You’ve spoken a lot about the last decade of artistic production. 9/11 seems to be an important historical anchor for the show. Do you see 9/11 as the end of a particular era, as some theorists do? Is this date important because you think ideology has changed since then– or art, or both? The concept of the “end of history” seems relevant here.

DR: I don’t want the dates to be too historically present here, but the milestones of the chronology of the show is first, the fall of Berlin Wall in 1989, and the events of 9/11 at the other end. The fall of the Wall and the subsequent collapse of the USSR created a mythology that we were living at the end of history, as in Fukuyama’s essay celebrating the triumph of liberal democracy and putting forth the idea that we would all consequently live in some state of ahistorical bliss. This was the dominant mood of the 1990s in the West until 9/11, the day we woke up and realized that history has not come to an end, and that we are always going to be its subjects and subjected to it. The results of that particular moment continue to this day and created a dark period in world history. I’m thinking of the moment back in 2003 when around the world millions and millions of people took to the streets to protest impending invasion of Iraq, and the invasion happened within a few weeks nonetheless.
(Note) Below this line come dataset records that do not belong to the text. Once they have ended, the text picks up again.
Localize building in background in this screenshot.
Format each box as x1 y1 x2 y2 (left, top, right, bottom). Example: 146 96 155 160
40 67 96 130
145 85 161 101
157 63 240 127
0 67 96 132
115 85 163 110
Right then and there maybe a lot of artists thought to themselves, “I don’t want to live in this present.” They might rather look back, though not necessarily to any kind of golden age. This is completely hypothesis on my part, but it provides a bit core argument of the show in terms of explaining the return to history among artists. This wasn’t an intense interest in the dominant artists of the 1990s; for Matthew Barney, the relational aesthetics artists, and so forth, history was not such a big deal. Today it is much more so, and this has to do in part with the realization that the past is not such a distant country.